5 tips for completing a novel (or small project)
Whether it's writing a novel or cleaning out the pantry, I tend to do things in an unconventional way. I chock it up to my right leaning brain.
Set a goal then, if necessary, quickly scale it back. Aside from these odd COVID-19 days, our schedules are normally jam-packed. As a wife, mother of three, and active member of my local church, it is unlikely that I will be able to find a chunk of time every day that I can devote to any project. Early on in my writing career I was given the advice that I needed to write every day. EVERY. DAY. Because if I didn't then I wouldn't grow, I wouldn't learn, I wouldn't become better at the skill. So I set that goal. Write every day. (This was several years ago when I had two very small children.) I almost killed myself waking up at 4:30 am in order to work out, shower, and write before my children woke up. The only problem was, my children didn't often sleep through the night so not only was I not getting a full night's rest, but half the time my children would decide that they wanted to wake up with me at 4:30 am. Because why not? Well, anyone can imagine that the lack of sleep combined with the constant demand on myself resulted in none other than Monster Mom unleashed, and my creativity had died along with my eight hours of nightly sleep. After some rough months, I realized that I did not have to adopt and adhere to the advice to write every day. I can see the value in it and I think it is good advice for some people. But it was not for me at that time in my life. So I changed my goal to accommodate what was realistic for me: Write every day...that you can.

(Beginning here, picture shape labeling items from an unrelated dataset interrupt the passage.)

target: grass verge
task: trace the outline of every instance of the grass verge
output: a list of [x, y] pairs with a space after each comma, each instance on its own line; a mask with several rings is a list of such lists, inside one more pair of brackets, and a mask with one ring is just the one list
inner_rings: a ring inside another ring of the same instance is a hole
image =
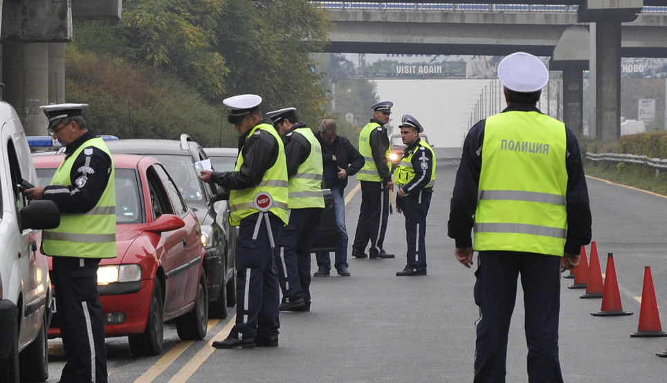
[[584, 171], [587, 176], [667, 196], [667, 170], [656, 178], [655, 170], [646, 165], [585, 160]]

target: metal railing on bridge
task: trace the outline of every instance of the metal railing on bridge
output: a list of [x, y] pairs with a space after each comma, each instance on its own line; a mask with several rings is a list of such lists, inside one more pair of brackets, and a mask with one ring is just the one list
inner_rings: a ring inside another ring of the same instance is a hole
[[[575, 12], [578, 6], [556, 4], [488, 4], [469, 3], [396, 3], [385, 1], [311, 1], [331, 10], [435, 10], [441, 12]], [[643, 13], [667, 13], [667, 6], [645, 6]]]

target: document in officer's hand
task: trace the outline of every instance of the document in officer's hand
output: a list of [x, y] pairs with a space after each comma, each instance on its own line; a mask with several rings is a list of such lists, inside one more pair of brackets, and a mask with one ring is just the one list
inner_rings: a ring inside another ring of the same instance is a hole
[[197, 171], [197, 174], [203, 170], [208, 170], [210, 169], [212, 169], [212, 167], [211, 167], [211, 160], [209, 158], [194, 162], [194, 171]]

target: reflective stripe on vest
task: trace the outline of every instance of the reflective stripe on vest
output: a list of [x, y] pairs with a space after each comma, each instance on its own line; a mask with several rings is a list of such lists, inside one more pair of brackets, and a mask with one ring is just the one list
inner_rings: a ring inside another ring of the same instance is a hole
[[[374, 181], [376, 183], [382, 182], [380, 178], [380, 173], [378, 167], [375, 165], [375, 160], [373, 159], [373, 151], [371, 149], [371, 133], [377, 129], [381, 129], [381, 127], [377, 122], [369, 122], [366, 124], [364, 129], [359, 133], [359, 153], [363, 156], [366, 162], [363, 167], [357, 172], [356, 179], [360, 181]], [[389, 155], [392, 150], [387, 147], [385, 156], [387, 157], [387, 166], [390, 171], [392, 170], [392, 161], [389, 159]]]
[[[276, 133], [275, 129], [268, 124], [259, 124], [248, 133], [250, 138], [253, 134], [259, 134], [262, 130], [269, 133], [275, 138], [278, 143], [278, 157], [270, 169], [264, 171], [262, 181], [257, 185], [241, 190], [230, 190], [229, 194], [229, 205], [231, 214], [229, 216], [229, 223], [232, 226], [238, 226], [241, 221], [248, 216], [257, 213], [259, 210], [255, 208], [255, 196], [265, 192], [273, 198], [273, 206], [269, 211], [280, 218], [283, 223], [287, 224], [287, 163], [285, 162], [285, 148], [282, 140]], [[239, 158], [236, 161], [235, 171], [241, 169], [243, 165], [243, 150], [239, 151]]]
[[508, 111], [486, 119], [475, 250], [563, 256], [566, 153], [565, 125], [548, 115]]
[[[52, 185], [70, 186], [74, 162], [84, 149], [95, 147], [111, 158], [102, 138], [84, 142], [60, 165]], [[85, 153], [84, 153], [85, 154]], [[60, 226], [42, 232], [42, 250], [51, 256], [80, 258], [115, 258], [116, 248], [116, 170], [111, 159], [111, 172], [107, 187], [97, 205], [84, 214], [62, 214]]]
[[[401, 162], [399, 162], [399, 165], [396, 167], [396, 169], [394, 171], [394, 182], [399, 189], [410, 183], [417, 175], [414, 172], [414, 169], [412, 167], [412, 156], [415, 153], [421, 153], [422, 151], [419, 149], [421, 147], [426, 148], [426, 150], [430, 150], [431, 157], [433, 158], [433, 171], [431, 173], [431, 179], [424, 188], [433, 187], [433, 185], [435, 185], [435, 153], [433, 152], [433, 149], [430, 145], [420, 139], [419, 142], [414, 147], [414, 149], [409, 151], [407, 156], [405, 153], [403, 154]], [[407, 196], [410, 193], [406, 193], [405, 195]]]
[[297, 174], [289, 178], [289, 208], [324, 207], [322, 195], [322, 146], [310, 128], [294, 129], [293, 134], [300, 134], [311, 144], [308, 158], [297, 169]]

Keep an open-mind. As with any project we usually have a vision of what we want the end result to be. I still dream of my novels climbing to the top of the NYT bestseller's list. I also dream of my pantry looking like something out of a Joanna Gaines kitchen. I am all for having big dreams!! But we need to keep our minds open to alternate endings that can oftentimes be better suited to our lives (and timelines) than we ever imagined.
Perfectionism can be deadly. I am not a perfectionist in most things so this is easy for me to say. BUT when it comes to my author career I have realized that if I want to see any sort of success I can't spend years and years editing and tweaking and fixing and rewriting. I could literally spend the rest of my life trying to make a single novel perfect in every way and I still would not achieve it. I have no doubt that there would still be a typo that eluded me and not only that, someone somewhere would find fault in it along with a reason to give a one-star review on Good Reads. Bottom line, take life (and writing) as it is: NEVER perfect.
Allow creativity a rest. Just like a fine steak, projects need time to rest. Why? Because it allows us the chance to come back to our project with fresh eyes. This is one piece of advice that I've seen floating around out there but ironically I figured it out on my own. After finishing my first novel, I spent nearly three years away from it - babies are demanding! (I wouldn't suggest going quite that long.) When I came back to it I had really grown in my writing ability. I didn't realize just how much until I started scouring through those clumsy sentences that read more like a transcript than a fictional story. It was painful to realize that I had spent so much time on something that would ultimately end up in a drawer with nowhere to go. However, I don't see it as a loss of time anymore. In fact, I now refer to it as my 'learning book' since it taught me so much about what it takes to be a writer.
Find a friend! Hands down the most motivating aspect of my writing career are the people around me. I kept my writing a secret for a looooong time. I did that for two reasons. One, I didn't feel like I could call myself a writer until I had a published novel (this is complete idiocy and everyone in the writing industry will tell you so). And two, I was afraid of what people would think of me. When I came clean (that sounds weird) I found it to be one of the most rewarding things I had ever done. I received so much support, even from people I never would have expected. And from that transparency, close connections led me to my two writing partners who have become integral in keeping my writing legs pumping.
You might wonder how I've completed a novel at all what with my scaled back goals and resting of creativity. Well, ironically, it is those tempering moments that allow me to really push forward in a realistic way and that has given me longevity. I'm coming on a decade since I've started this writing thing and I don't perceive any end to it. Truthfully, I see myself as an old lady writing historical romance novels that are steamy enough to keep a reader turning pages but clean enough for my grandchildren to read.